O treinamento de tiro aéreo era uma das fases previstas no plano de treinamento anual do esquadrão e precisava ser feito sobre o mar, em um local adequado, protegido pela Marinha da presença de embarcações que, caso ali estivessem, poderiam ser atingidas por nossos tiros “caindo do céu” como uma chuva de chumbo! A campanha de tiro aéreo era um evento muito esperado por todos os pilotos. Decolávamos de Santa Maria com praticamente todos os aviões disponíveis na linha de vôo. Ficavam apenas aqueles que estavam no hangar da manutenção e alguns reservas. Além dos Xavantes, também trazíamos um avião de apoio carregado com equipamentos usados para o treinamento, como alvos, cabos de reboque, tinta, metralhadoras .50 e muita munição. Além disso, vinham também todos os materiais usuais de manutenção e toda a equipe de solo. Uma grande operação logística. O treinamento ocorria ao longo de 25 dias, em média, durante os quais ficavam hospedados na Base de Canoas cerca de 20 pilotos, 10 mecânicos, 10 especialistas de armamento, 10 homens de apoio, 12 Xavantes, e muita vontade de vencer a competição.

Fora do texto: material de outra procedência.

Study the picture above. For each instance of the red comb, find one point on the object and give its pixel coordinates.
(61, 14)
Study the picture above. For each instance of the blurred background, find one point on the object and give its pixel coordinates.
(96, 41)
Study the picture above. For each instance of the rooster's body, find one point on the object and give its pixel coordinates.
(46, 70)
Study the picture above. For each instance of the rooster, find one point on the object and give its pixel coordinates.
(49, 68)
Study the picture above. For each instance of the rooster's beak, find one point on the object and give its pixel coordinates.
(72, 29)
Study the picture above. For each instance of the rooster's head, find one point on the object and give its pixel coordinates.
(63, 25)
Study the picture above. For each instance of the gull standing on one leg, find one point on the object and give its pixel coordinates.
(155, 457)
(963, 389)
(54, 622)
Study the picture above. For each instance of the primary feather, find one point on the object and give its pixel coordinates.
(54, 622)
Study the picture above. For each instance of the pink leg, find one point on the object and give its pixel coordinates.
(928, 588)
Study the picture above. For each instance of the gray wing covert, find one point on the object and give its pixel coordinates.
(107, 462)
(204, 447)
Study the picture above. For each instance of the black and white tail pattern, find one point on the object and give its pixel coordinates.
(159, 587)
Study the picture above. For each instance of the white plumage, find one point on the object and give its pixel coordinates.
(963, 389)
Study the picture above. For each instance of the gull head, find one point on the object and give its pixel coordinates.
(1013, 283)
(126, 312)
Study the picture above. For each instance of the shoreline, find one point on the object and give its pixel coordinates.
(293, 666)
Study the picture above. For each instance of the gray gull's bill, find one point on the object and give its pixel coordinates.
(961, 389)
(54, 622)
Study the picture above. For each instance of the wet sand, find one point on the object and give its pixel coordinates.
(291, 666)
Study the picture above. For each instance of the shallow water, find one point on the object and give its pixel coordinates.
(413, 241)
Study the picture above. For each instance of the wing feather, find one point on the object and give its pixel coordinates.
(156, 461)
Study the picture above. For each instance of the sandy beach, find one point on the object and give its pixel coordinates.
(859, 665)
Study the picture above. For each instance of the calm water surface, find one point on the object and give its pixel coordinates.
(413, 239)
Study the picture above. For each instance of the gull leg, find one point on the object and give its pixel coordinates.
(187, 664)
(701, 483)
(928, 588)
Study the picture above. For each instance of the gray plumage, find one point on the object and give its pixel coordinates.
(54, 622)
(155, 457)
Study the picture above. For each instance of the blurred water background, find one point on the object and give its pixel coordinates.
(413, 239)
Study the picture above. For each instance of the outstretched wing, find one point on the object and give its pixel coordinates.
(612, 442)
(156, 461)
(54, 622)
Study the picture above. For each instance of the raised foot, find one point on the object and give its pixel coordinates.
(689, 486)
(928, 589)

No caminho do rancho para o hangar, além das gozações com a performance do Motta no jogo de futebol e o desespero de sua namorada, que provavelmente achava que ele estava passeando em Porto Alegre com alguma gaúcha tipo “top model”, também falávamos sobre como seria a missão daquela manhã.

– Atenção para não atirar enfiado, sem ângulo, atrás do alvo! – dizia Motta ilustrando a posição com as mãos imitando o alvo e o avião – O Portz quase me acertou quando eu estava rebocando ontem!

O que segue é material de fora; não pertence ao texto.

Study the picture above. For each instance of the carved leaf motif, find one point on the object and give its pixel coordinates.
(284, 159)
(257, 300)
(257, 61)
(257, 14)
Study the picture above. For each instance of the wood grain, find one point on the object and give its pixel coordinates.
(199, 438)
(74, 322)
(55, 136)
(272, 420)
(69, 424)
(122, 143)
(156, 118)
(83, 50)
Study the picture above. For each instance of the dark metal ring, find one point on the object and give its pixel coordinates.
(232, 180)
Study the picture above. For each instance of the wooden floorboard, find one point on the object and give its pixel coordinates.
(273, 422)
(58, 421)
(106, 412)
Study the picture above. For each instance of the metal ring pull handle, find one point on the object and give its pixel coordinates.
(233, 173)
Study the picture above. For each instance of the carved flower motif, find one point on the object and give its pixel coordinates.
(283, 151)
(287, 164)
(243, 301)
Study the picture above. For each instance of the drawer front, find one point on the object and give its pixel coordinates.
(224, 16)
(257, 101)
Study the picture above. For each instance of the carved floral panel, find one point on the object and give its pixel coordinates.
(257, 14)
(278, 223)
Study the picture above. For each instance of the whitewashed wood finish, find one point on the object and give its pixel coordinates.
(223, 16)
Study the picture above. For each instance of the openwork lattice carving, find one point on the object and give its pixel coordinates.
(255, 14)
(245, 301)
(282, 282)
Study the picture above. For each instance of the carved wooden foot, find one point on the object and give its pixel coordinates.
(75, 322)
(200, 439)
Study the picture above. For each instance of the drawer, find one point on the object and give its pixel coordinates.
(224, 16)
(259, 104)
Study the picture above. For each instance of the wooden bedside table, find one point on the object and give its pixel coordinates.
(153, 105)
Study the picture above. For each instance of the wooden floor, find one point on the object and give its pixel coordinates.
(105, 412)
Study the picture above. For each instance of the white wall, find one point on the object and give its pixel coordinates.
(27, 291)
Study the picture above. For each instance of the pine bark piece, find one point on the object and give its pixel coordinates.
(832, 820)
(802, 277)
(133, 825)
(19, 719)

– Tem razão! Vamos ter cuidado com a segurança! Nada de “faca na boca” no circuito de tiro! – completou Matta, que era o piloto mais experiente da esquadrilha.

– Por falar em segurança, alguém já viu a previsão meteorológica para a área esta manhã? – perguntei.

Todos se entreolharam, mas não houve resposta.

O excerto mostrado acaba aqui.